Button-pushing explorers: How to grasp that AI agents can do amazing things while knowing nothing
- Written by Ji Y. Son, Professor of Psychology, California State University, Los Angeles
The nonprofit ARC Prize Foundation[1] on May 1, 2026, released the results of a new benchmark[2]: a test of an AI system’s ability to solve a game. The results were striking – humans scored 100%, while the most advanced AI systems scored under 1%.
At first glance, this may be surprising to users of AI who are impressed by its polished essays, codebases and multistep projects generated in seconds. How can these brilliant AI systems struggle with these simple Tetris-shape puzzles?
That confusion points to a risk: AI is becoming integrated into everyday life faster than people can make sense of it.
We are cognitive psychologists[3] who study[4] how to teach difficult concepts. To recognize the limits and risks of today’s AI agent systems, it’s important for people to grasp that the systems can both accomplish superhuman feats and make mistakes few humans would. To that end, we propose a new way to think about AIs: as button-pushing explorers.
Mental models for AI
We teach college students, a group rapidly incorporating AI tools into their daily routines. That gives us regular opportunities to ask what they think is going on with AI. The answers vary widely. One student said that someone at OpenAI or Anthropic is reading and approving every response the system generates. Another, more succinctly, said, “It’s magic.”

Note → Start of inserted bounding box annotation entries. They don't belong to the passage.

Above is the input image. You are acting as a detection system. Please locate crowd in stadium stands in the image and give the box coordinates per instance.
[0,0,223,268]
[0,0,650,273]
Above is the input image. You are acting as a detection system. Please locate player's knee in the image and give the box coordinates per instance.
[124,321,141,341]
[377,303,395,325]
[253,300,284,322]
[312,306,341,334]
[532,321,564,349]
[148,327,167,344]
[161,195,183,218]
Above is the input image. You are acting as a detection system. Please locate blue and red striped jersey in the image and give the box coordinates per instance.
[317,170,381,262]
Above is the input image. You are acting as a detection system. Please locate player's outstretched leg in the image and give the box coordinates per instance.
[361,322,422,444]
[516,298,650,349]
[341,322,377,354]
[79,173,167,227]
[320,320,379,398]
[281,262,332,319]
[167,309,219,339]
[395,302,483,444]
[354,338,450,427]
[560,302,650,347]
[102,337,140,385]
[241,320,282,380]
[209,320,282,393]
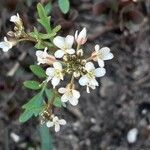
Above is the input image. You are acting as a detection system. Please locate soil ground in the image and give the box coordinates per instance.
[0,0,150,150]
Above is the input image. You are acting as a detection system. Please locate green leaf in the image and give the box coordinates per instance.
[45,88,54,101]
[45,89,63,107]
[45,2,52,15]
[39,125,53,150]
[22,91,43,110]
[30,65,47,78]
[19,106,44,123]
[19,110,33,123]
[58,0,70,14]
[37,3,51,33]
[53,96,62,107]
[23,80,42,90]
[52,25,61,33]
[34,41,54,49]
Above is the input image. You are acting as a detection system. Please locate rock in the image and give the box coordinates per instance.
[127,128,138,144]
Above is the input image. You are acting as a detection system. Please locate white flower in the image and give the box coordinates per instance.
[10,13,22,25]
[46,116,66,132]
[58,86,80,106]
[36,47,56,65]
[75,28,87,45]
[79,62,106,93]
[92,45,114,67]
[53,35,75,58]
[46,62,63,88]
[0,37,16,52]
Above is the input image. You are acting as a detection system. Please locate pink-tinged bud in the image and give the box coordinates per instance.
[36,47,56,65]
[91,51,97,61]
[75,28,87,45]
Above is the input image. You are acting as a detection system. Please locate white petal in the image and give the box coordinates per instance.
[61,94,69,102]
[85,62,95,71]
[53,62,62,70]
[100,47,110,55]
[74,30,78,40]
[95,44,99,52]
[66,48,75,55]
[35,51,43,57]
[69,98,79,106]
[53,36,65,49]
[54,50,65,58]
[79,76,88,86]
[65,35,74,49]
[95,68,106,77]
[0,42,12,52]
[103,53,114,60]
[55,123,60,132]
[72,90,80,99]
[98,59,104,67]
[53,116,59,122]
[78,28,86,39]
[52,77,60,88]
[46,121,54,128]
[90,79,99,86]
[58,87,66,94]
[59,119,67,125]
[46,67,55,77]
[86,86,90,93]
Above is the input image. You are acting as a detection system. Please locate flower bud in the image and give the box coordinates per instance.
[77,49,83,56]
[36,47,56,65]
[10,14,22,26]
[73,71,80,78]
[0,37,17,52]
[75,28,87,45]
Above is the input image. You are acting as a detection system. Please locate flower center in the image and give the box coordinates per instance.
[54,69,62,78]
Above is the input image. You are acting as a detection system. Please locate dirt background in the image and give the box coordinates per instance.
[0,0,150,150]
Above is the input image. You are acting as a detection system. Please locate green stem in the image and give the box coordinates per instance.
[39,125,53,150]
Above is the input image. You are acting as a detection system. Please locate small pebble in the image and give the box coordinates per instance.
[127,128,138,143]
[10,132,20,143]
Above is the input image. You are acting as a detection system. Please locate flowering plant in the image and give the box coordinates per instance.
[0,3,113,132]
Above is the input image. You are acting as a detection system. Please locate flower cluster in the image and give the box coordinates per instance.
[0,14,113,132]
[36,28,113,132]
[0,14,26,52]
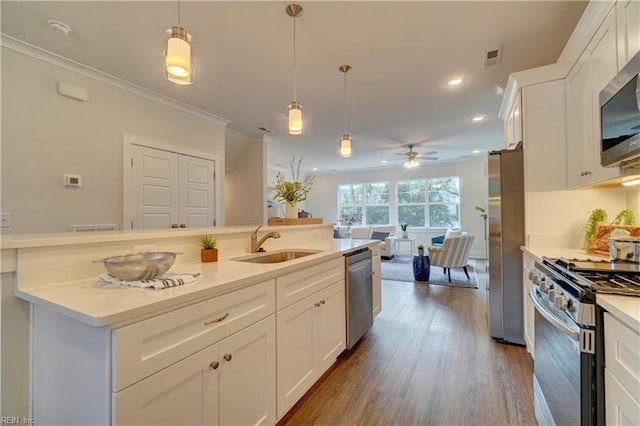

These responses illustrate two tempting ways of making sense of AI. At one extreme, AI is treated as an inscrutable black box – a powerful but ultimately mysterious force. At another, people explain it using the same assumptions they use to understand other humans: that its outputs reflect reasoning or judgment.
The worry is that these misinterpretations don’t go away as users gain more experience interacting with AI, and they might get reinforced[5]. When AI performs well, its output can feel like evidence of understanding or confirmation that it really is something like magic. That apparent success makes it harder to question what the system is actually doing. Biases can seem logical or inevitable; harmful behavior can look like a deliberate choice or even fate, as if it could not have gone any other way.
Cognitive scientist Anil Seth explains why AIs don’t have – and won’t have – consciousness.Saying that AI models are shaped by patterns in data, training processes and system design is true, but that’s too abstract to tell people when to trust the systems’ outputs or when they might fail. To help people avoid misplaced trust in AI, AI literacy efforts will need to include some mechanistic understanding of what produces their behavior – explanations that are perhaps not perfectly accurate but useful. Statistician George Box[6] once wrote[7], “All models are wrong, but some are useful.”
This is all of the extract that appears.